Brexit has rubbed out politics’ familiar left-right dividing line. Mr Johnson has thrown overboard fiscal conservatism in favour of state largesse for the Brexit-backing working classes. Contradictions such as those between big tax cuts and boundless public spending do not disturb identity politics.
This is not to say that Mr Johnson has a firm date in mind for polling day. Assuming that politicians arrive in office possessed of some grand design is a common mistake. In Mr Johnson’s case, the presumption should perhaps be the opposite. He has never been guided by principle or impressed by strategy. The present blizzard of sunny optimism, spending pledges, and the brusque ultimatum to the EU27, might be aimed at creating a new dynamic in the negotiations with Brussels.
If so, it has badly backfired. European leaders are unimpressed. Plainly, the EU had been prepared to offer some concessions on the thorny question of the Irish border. Until last week there had been chatter in Brussels about applying pressure on Leo Varadkar, the Irish prime minister, to accept a face-saving fudge. Mr Johnson’s maximalist position has put an end to that.
The prime minister is asking Germany’s Angela Merkel and France’s Emmanuel Macron to jeopardise the Good Friday peace agreement by tearing up the guarantee in the draft Brexit accord to maintain an open Irish Border. He cannot be surprised that they do not share his recklessness.
Mr Johnson may think he can yet postpone an election by persuading the House of Commons to back a cliff-edge Brexit. Having rid the cabinet of fifth-columnists, he may calculate he can face down the Remainers on the Tory backbenches. Would even ardent Tory Europhiles really risk putting Labour leader Jeremy Corbyn in Number 10? By promising to pump public money into Brexit-supporting Labour seats, Mr Johnson is also bidding for the votes of a sizeable group of opposition MPs.
Maybe. But, whatever his hopes, most roads point towards a general election - a poll that he cannot win without disarming Mr Farage. Hence the decisive shift to the right.
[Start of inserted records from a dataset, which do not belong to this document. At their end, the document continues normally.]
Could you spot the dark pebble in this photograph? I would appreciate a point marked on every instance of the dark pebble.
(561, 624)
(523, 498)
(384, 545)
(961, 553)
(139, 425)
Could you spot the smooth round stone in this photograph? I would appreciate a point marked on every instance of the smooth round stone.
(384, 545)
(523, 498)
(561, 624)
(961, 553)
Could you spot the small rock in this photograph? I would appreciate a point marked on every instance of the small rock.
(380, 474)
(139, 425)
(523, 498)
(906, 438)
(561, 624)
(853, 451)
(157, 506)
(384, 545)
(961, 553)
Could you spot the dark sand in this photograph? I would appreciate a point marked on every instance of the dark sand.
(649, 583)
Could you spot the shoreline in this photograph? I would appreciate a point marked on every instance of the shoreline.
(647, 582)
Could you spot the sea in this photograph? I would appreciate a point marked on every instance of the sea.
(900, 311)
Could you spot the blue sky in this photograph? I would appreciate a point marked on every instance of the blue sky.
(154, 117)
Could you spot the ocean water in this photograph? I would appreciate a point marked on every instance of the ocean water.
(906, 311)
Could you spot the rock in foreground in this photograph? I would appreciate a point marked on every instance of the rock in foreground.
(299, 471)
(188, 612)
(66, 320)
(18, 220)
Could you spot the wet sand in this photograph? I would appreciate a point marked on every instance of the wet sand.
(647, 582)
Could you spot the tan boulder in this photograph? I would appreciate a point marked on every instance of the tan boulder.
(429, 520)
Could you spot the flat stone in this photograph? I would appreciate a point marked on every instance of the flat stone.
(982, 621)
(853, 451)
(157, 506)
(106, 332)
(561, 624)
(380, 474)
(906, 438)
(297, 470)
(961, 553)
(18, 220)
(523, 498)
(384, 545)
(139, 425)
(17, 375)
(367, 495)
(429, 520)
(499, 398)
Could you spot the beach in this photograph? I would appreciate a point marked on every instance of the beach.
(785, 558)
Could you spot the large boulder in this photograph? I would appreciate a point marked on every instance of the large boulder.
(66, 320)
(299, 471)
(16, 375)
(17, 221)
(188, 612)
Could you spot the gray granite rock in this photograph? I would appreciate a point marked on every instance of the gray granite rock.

By shedding its traditional identity as a broad coalition across the centre-right, the Tories become the Brexit, or more precisely, the English nationalist party.
The past few days have seen Mr Johnson wrap himself in the UK flag. In truth, he is uninterested in the smaller nations of the UK. He has never been popular in Scotland and will not have been surprised at the public abuse that greeted his visit to Edinburgh. Ruth Davidson, leader of the Scottish Tories, has told Mr Johnson that a no-deal Brexit would see the party badly damaged in a general election.
Scotland’s first minister and leader of the Scottish Nationalist party, Nicola Sturgeon, could not have wished for a better enemy in her campaign for independence. Mr Johnson seems equally unmoved by the threat of a no-deal Brexit to the Conservatives in Wales or by the boost it could give to the case for the reunification of Ireland. All the signs are that the prime minister is ready to gamble the UK union. Brexit has become the only thing that matters.
Whether the numbers would add up in a Commons vote is another question. No one knows how many disaffected Labour supporters Mr Johnson can sweep up eventually into his great patriotic crusade; or, for that matter, how many Tory seats will be lost to the Liberal Democrats in southern England as the party’s moderate voters defect.
The irony is that the prime minister’s most valuable card is Mr Corbyn - an opposition leader so possessed by the warped ideology of the far-left and by his own anti-European prejudices as to repel large swaths of voters who would otherwise count themselves part of the progressive centre-left.
Not so long ago, the complaint most often heard in Britain was that Brexit had paralysed parliament. The damage, though, runs much deeper. The argument about Europe has shredded the very fabric of British politics and may yet destroy the United Kingdom itself.